Title

Current and future carbon stocks in coastal wetlands within the Great Barrier Reef catchments

Document Type

Journal Article

Publication Title

Global Change Biology

Volume

27

Issue

14

First Page

3257

Last Page

3271

PubMed ID

33864332

Publisher

Wiley

School

School of Science / Centre for Marine Ecosystems Research

Funders

Australian Research Council Funding information : https://doi.org/10.1111/gcb.15642

Grant Number

ARC Number : LP160100242, LP160100492

Grant Link

http://purl.org/au-research/grants/arc/LP160100242 http://purl.org/au-research/grants/arc/LP160100492

Comments

Duarte de Paula Costa, M., Lovelock, C. E., Waltham, N. J., Young, M., Adame, M. F., Bryant, C. V., ... Macreadie, P. I. (2021). Current and future carbon stocks in coastal wetlands within the Great Barrier Reef catchments. Global Change Biology, 27(14), 3257-3271. https://doi.org/10.1111/gcb.15642

Abstract

Australia's Great Barrier Reef (GBR) catchments include some of the world's most intact coastal wetlands comprising diverse mangrove, seagrass and tidal marsh ecosystems.

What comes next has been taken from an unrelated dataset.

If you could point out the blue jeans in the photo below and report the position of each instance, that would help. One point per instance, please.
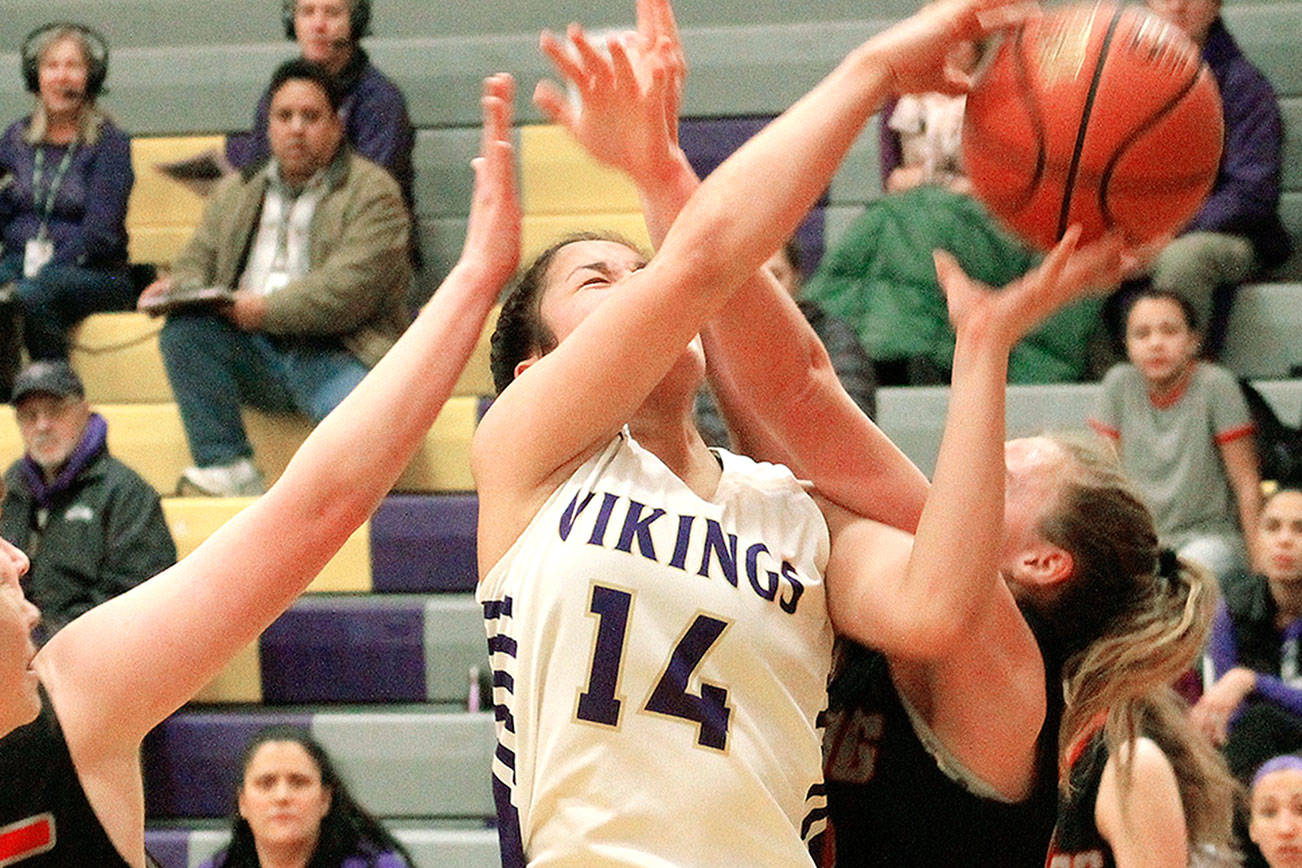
(215, 368)
(61, 296)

Although these ecosystems are highly efficient at storing carbon in marine sediments, their soil organic carbon (SOC) stocks and the potential changes resulting from climate impacts, including sea level rise are not well understood. For the first time, we estimated SOC stocks and their drivers within the range of coastal wetlands of GBR catchments using boosted regression trees (i.e. a machine learning approach and ensemble method for modelling the relationship between response and explanatory variables) and identified the potential changes in future stocks due to sea level rise. We found levels of SOC stocks of mangrove and seagrass meadows have different drivers, with climatic variables such as temperature, rainfall and solar radiation, showing significant contributions in accounting for variation in SOC stocks in mangroves. In contrast, soil type accounted for most of the variability in seagrass meadows. Total SOC stock in the GBR catchments, including mangroves, seagrass meadows and tidal marshes, is approximately 137 Tg C, which represents 9%–13% of Australia's total SOC stock while encompassing only 4%–6% of the total extent of Australian coastal wetlands. In a global context, this could represent 0.5%–1.4% of global SOC stock. Our study suggests that landward migration due to projected sea level rise has the potential to enhance carbon accumulation with total carbon gains between 0.16 and 0.46 Tg C and provides an opportunity for future restoration to enhance blue carbon.